「No.1」の広告表記、使い方を間違えると悪印象を与える

あなたには、広告に「No.1」と書ける強みはありますか?
「No.1」の表記は強力なコピーです。広告の効果に大きな影響を与えます。ただし、注意が必要です。もし、誤った使い方をしてしまえば、かえって信用を落とすことになりかねないからです。今回は、インターネット調査を基に、No.1の表記に付いて考察していきたいと思います。

2019年3月6日(水)の日経MJにこんな記事がありました。引用します。

 

No.1広告表示

全国の20~69歳の男女を対象に3月13日、インターネットで調査した。
(中略)
購入意欲への影響では「かなり影響する」と答えた人が全体の5.5%、「やや影響する」と答えた人が37.5%。合計で4割を超えた。「あまり影響しない」(40.4%)が最も多かった。
(中略)
好感を持つか不快感を持つかを聞くと、「どちらもある」が54.1%と半数を超えた。「好感を持つことが多い」(16.8%)、「不快感を持つことが多い」(13.6%)と正反対の印象はほぼ同じ票を集めた。
好印象の内容を複数回答で聞くと、最も多い「人気がある」が27.0%で、「はやっている」「期待できそう」が上位だった。一方、悪印象の上位は「信ぴょう性に欠ける」で41.6%に達した。「うさんくさい」「売り込まれているように感じる」も4割前後に上った。(2019年3月6日水曜日 日経MJより)

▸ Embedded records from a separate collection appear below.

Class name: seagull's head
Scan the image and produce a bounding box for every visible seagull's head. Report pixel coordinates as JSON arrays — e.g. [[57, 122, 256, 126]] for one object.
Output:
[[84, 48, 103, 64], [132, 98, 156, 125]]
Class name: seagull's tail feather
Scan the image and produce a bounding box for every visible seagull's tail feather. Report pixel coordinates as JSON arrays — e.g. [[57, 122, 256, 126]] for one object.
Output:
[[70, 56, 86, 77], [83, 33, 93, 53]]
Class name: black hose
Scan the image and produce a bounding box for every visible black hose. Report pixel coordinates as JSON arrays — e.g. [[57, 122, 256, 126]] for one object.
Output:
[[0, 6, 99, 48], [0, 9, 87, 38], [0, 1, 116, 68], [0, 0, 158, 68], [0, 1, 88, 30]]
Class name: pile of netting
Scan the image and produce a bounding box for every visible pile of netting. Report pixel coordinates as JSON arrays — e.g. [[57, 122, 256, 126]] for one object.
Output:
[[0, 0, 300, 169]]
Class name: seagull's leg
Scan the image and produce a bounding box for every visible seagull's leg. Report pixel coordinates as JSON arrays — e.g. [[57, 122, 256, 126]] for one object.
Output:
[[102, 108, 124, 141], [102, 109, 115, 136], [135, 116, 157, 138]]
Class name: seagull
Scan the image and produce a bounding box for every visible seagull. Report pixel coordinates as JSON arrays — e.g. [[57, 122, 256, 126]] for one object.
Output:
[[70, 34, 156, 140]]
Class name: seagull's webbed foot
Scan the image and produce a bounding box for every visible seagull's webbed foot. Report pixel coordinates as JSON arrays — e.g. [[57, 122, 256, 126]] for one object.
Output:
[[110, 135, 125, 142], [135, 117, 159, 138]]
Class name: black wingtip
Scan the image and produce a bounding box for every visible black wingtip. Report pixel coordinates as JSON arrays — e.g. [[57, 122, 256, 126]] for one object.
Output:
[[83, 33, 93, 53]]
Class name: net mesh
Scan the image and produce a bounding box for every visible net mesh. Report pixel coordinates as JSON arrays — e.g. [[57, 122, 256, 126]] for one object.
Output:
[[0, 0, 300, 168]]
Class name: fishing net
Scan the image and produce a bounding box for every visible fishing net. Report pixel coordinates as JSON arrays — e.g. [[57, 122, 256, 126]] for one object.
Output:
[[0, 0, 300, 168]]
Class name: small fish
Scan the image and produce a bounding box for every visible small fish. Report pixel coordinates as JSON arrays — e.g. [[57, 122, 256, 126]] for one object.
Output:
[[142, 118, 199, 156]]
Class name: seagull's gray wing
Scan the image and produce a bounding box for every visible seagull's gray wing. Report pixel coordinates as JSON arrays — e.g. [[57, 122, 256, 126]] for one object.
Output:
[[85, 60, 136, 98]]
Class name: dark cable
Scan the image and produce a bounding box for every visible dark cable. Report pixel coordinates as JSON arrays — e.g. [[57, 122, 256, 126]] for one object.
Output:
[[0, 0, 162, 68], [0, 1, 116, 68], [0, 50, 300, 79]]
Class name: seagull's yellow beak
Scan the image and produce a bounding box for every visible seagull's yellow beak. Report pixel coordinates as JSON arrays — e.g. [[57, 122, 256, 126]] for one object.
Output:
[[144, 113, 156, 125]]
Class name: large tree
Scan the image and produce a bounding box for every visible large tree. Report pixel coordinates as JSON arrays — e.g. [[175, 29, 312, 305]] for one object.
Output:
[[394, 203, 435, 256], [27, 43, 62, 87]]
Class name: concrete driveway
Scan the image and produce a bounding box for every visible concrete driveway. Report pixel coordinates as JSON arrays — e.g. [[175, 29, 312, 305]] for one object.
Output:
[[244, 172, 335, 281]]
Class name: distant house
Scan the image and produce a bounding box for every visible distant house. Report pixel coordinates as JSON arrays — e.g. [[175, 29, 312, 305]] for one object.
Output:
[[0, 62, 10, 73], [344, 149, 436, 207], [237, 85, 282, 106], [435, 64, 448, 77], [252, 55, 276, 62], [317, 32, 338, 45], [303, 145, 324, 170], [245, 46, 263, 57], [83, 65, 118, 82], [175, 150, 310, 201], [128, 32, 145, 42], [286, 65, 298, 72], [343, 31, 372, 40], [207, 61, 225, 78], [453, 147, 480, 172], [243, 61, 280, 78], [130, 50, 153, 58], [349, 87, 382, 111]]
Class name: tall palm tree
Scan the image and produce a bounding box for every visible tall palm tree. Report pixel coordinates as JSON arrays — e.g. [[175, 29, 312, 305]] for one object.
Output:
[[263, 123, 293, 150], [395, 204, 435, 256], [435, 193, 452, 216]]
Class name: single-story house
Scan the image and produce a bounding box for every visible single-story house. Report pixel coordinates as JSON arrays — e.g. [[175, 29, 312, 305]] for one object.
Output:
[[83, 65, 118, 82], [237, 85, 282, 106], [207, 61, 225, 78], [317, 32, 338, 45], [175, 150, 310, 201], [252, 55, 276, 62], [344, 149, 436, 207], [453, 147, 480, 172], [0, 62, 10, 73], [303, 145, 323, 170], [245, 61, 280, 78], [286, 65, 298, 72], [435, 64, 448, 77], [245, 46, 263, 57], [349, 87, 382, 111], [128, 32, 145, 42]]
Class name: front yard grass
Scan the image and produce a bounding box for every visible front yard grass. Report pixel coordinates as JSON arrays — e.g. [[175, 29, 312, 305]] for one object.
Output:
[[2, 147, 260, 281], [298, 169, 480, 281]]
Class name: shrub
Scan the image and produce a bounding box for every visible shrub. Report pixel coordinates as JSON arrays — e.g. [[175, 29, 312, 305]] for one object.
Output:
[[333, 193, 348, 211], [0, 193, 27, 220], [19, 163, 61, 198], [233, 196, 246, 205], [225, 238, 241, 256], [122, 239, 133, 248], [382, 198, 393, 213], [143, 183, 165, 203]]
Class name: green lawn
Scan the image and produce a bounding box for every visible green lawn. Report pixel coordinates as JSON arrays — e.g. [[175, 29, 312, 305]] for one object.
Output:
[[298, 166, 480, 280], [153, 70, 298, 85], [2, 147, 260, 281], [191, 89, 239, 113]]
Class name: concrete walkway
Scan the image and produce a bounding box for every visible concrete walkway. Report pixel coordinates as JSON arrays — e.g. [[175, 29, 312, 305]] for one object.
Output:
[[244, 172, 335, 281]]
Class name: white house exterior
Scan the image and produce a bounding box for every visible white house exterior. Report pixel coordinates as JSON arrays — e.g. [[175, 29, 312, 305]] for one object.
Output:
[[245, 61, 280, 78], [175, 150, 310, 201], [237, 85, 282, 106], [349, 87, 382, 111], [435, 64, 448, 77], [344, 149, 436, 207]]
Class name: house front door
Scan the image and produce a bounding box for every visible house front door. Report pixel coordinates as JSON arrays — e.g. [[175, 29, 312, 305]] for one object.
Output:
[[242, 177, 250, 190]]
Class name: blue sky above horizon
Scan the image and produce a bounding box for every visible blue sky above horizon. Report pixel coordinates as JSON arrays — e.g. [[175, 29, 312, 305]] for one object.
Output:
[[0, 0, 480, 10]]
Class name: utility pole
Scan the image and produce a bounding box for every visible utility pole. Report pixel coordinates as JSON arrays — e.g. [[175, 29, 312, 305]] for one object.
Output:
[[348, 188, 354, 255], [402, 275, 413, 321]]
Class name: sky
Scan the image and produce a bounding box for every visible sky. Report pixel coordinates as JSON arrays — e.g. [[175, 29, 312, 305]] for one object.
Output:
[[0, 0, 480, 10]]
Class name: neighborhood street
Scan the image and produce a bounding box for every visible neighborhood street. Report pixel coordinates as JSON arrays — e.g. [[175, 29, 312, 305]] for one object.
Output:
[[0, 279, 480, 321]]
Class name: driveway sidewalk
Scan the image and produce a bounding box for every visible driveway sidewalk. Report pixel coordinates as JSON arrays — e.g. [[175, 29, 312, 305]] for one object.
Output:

好印象はいいとして、私が気になったのは悪印象の回答です。特に「信ぴょう性に欠ける」「うさんくさい」です。なぜ、No.1の表記を見て、このような所感を抱いたのでしょうか。思うに、No.1の根拠を示していない、または、根拠が曖昧なのではないでしょうか。

No.1に限らず、何かしらの数字を出す時は根拠が必要になります。根拠がない(伝わっていない)数字は、疑わしく感じます。

想像してみてください。
「○○地域で一番美味しいラーメン」と書かれたお店があったとしたら、どう感じますか? 興味を持つと同時に、何を根拠に一番と言っているのだろうと疑問を抱きませんか。一方で「○○年、△△ラーメン大会1位!」というコピーとともに表彰されている写真があれば、信ぴょう性があるため疑念を抱きません。ほかにも、№1の根拠が「自社調べ」ではうさんくさく感じますが、公的機関の名前があれば信頼できます。

このように、数字の根拠がしっかりとしているか否かによって、印象は大分変わってきます。個人的に最近目にする広告は、数字の根拠が曖昧だと感じます。数字を無理やり作っているようにも見えます。私は今回の記事を額面通り読み取らず、数字の根拠を示していない広告が増えてきているのだと思いました。

コピーライターの立場から言えば、No.1は強い言葉です。正しく使うことで、ポジショニングを確立したり、広告の成約率を跳ね上げたりすることができます。そのためには、No.1の根拠となるものをしっかりと作ることです。数字(根拠)作りと真摯に向き合った企業が、No.1を最大限活かせるのです。